Table of Contents
Context: The Reserve Bank of India published the Report of the Internal Working Group to Review the Liquidity Management Framework—an analysis of how India’s central bank conducts and fine-tunes liquidity operations.
RBI’s Liquidity Management Framework (LMF)
The Liquidity Management Framework (LMF) is the RBI’s toolkit for regulating cash/liquidity in the banking system. It helps steer short-term interest rates and ensures the smooth transmission of monetary policy.
Core Mechanism
- Relies on the Liquidity Adjustment Facility (LAF) – using repo (inject liquidity) and reverse repo (absorb liquidity).
- Operates within a corridor system where the policy repo rate is the midpoint.
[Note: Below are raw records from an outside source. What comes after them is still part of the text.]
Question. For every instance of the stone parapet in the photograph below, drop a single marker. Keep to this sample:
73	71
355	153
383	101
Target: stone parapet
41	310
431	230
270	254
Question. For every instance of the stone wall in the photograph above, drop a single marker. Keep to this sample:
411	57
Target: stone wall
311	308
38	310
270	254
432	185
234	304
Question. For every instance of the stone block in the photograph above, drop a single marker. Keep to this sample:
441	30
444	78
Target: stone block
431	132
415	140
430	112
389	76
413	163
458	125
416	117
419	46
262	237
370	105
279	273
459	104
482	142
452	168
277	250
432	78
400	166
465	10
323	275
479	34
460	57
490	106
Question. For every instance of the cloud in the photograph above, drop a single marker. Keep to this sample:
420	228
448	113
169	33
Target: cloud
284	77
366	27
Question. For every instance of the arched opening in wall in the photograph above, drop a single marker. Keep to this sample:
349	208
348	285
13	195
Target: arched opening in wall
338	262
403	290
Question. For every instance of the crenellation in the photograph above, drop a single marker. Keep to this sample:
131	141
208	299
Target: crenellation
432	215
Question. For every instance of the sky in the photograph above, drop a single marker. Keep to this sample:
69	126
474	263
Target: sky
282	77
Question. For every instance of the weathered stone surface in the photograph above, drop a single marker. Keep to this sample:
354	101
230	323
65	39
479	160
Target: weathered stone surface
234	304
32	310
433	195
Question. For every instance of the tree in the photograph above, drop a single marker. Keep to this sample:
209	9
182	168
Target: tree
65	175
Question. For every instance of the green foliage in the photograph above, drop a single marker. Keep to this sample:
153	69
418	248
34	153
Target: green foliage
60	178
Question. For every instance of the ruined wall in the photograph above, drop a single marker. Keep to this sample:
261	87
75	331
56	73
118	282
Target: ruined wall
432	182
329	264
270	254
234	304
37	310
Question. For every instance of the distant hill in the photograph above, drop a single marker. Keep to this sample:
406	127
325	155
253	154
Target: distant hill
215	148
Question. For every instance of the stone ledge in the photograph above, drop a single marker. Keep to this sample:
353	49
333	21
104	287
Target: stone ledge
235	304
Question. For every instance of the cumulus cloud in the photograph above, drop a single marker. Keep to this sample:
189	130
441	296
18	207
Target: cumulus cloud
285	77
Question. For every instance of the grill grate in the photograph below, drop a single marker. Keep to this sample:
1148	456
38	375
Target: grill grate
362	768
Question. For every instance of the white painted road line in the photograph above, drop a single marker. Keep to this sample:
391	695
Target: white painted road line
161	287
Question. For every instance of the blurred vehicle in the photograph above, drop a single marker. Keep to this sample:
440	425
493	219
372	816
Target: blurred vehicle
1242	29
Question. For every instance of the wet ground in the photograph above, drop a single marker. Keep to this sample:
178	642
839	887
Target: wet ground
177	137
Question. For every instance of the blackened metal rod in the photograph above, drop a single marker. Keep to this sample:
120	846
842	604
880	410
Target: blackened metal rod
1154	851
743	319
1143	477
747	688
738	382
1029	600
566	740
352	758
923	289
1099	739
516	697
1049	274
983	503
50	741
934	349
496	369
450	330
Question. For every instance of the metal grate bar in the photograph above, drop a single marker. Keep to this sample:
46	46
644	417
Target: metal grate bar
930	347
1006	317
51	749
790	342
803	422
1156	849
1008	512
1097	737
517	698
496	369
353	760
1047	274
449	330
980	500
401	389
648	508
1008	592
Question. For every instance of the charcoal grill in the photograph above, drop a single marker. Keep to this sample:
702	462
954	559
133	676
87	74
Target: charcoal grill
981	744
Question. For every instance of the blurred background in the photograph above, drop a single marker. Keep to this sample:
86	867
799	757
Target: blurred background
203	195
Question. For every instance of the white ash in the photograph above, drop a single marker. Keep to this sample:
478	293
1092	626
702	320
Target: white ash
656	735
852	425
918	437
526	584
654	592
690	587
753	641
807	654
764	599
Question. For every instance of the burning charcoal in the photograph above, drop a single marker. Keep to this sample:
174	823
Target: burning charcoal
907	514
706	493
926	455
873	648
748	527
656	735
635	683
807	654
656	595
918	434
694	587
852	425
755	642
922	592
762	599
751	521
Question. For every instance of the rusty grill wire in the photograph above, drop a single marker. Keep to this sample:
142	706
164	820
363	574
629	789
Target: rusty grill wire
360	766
- The Weighted Average Call Rate (WACR) is the key operating target.
Other Tools in LMF
- Open Market Operations (OMO)
- Cash Reserve Ratio (CRR)
- Statutory Liquidity Ratio (SLR)
- Used for longer-term and structural liquidity adjustments.
RBI’s Recent Recommendations on LMF (IWG Report, 2025)
WACR as Operating Target
- Continue using overnight WACR as the operating target.
- Reason: Strong correlation with other overnight market rates → ensures effective transmission of policy signals.
Discontinue 14-Day VRR/VRRR as Primary Tool
- Replace with 7-day repo/reverse repo operations and other tools (overnight to 14 days).
- Reason: Banks show lower participation in 14-day auctions; shorter-tenor operations are more effective and less disruptive.
Advance Notice for Liquidity Operations
- RBI should provide at least one day’s notice before repo/reverse repo auctions.
- Exception: Same-day operations may be conducted if liquidity conditions change suddenly.
- Reason: Helps reduce uncertainty and stabilises money market rates.
Maintain Minimum CRR Requirement
- Continue with 90% daily minimum CRR maintenance.
- Reason: Ensures banks maintain adequate reserves and prevents liquidity shortfalls.